For the sake of Thomas, Christ again comes to the disciples and tells him: “Put your fingers in My wounds.” Then Thomas sees the truth of the Resurrection in his own personal experience. Christ and His disciples show the ultimate meaning of His Resurrection: Christ is risen, but His wounds remain. Christ is risen, but His hands are pierced. Christ is risen, but there is a gaping wound in His side. Again He speaks these words to them: “Go, I send you.”

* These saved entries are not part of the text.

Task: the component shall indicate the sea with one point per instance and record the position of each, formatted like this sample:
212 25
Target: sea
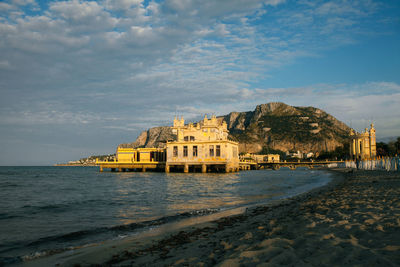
48 210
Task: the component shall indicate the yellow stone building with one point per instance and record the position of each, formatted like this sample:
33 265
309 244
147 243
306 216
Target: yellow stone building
143 155
261 158
363 145
204 145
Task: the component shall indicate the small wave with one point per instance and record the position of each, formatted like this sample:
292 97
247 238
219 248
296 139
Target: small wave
5 216
59 243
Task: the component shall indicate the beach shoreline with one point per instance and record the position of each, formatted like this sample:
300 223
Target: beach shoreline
340 223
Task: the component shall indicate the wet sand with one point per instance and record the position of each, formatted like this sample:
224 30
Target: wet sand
354 221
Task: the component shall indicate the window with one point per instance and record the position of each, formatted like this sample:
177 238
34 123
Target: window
218 151
234 152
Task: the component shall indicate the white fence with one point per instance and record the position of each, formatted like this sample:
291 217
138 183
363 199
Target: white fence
388 164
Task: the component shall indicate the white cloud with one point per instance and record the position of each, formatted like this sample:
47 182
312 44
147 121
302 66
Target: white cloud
114 59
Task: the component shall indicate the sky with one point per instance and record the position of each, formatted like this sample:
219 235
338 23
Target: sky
77 78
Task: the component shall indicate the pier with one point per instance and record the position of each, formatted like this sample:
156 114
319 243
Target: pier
204 167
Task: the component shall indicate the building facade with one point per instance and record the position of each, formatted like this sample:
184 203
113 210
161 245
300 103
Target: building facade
133 155
204 145
363 145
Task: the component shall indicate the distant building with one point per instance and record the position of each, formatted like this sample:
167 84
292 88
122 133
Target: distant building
363 145
261 158
134 155
201 146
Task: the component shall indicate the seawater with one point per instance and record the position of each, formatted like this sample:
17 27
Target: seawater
52 209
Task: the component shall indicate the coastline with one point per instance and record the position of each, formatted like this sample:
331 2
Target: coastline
339 223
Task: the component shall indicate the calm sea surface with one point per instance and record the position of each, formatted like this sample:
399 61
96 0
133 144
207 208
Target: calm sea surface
51 209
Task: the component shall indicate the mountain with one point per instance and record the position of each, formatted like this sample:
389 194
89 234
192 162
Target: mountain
274 126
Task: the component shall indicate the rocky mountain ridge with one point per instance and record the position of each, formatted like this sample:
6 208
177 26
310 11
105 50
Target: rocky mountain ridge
274 126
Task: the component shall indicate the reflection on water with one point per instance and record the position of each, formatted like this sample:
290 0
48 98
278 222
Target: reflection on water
45 208
148 196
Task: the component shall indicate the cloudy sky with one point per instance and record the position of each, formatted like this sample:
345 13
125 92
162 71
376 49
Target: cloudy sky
79 77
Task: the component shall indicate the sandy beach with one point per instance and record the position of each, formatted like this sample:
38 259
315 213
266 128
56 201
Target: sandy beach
354 221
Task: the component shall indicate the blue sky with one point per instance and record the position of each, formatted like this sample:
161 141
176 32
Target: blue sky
79 77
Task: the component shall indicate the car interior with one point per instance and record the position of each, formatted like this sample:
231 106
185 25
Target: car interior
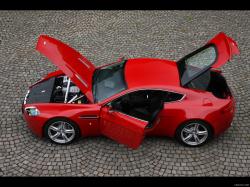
213 82
144 104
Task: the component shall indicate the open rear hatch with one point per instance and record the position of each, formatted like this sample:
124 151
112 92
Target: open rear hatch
218 51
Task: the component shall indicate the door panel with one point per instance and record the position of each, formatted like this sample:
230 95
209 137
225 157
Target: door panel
122 128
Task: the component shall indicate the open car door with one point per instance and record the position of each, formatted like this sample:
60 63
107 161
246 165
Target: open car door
79 69
122 128
217 52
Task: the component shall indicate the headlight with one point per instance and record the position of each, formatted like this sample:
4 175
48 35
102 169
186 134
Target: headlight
32 111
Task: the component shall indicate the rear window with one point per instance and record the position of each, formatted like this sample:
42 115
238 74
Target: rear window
196 63
108 81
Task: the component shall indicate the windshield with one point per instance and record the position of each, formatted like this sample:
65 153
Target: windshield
196 63
108 81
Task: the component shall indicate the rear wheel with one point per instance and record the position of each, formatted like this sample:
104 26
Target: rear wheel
194 133
61 131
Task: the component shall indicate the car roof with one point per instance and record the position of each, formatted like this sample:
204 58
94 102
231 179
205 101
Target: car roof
147 72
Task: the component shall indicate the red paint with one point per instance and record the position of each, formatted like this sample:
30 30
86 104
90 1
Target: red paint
140 73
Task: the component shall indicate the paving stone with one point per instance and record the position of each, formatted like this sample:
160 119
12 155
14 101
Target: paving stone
103 37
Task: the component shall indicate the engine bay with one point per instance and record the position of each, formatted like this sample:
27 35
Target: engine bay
65 91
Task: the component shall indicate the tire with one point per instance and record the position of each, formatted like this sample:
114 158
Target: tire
188 134
61 131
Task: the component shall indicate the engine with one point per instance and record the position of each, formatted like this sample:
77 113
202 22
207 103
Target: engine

Where is He sending His disciples? To what is He sending His disciples? He is sending them on the very same path of the cross. He is sending them to follow Him. He is sending them to attain the same Resurrection, the same Pascha – and in the same way He did, through Golgotha. So if we, like the Apostle Thomas, accept Christ’s wounds along with His Resurrection; if we accept this pierced side with joy, then, I think, our word about Christ’s Resurrection, our word about life in Christ, will immediately take on both truth and power.
The Lord shows the Apostle Thomas His perforated hands and His pierced side, and we can no longer think that nothing has happened. We know that Christ is risen and we believe that He will never leave us. But the path onto which He is sending us is the same path by which a disciple follows His Teacher to the end. We know from the Acts of the Holy Apostles and the history of our Church what this apostolic path is, and we know how the Apostles proclaimed Christ by their life, their death, and their resurrection. Amen.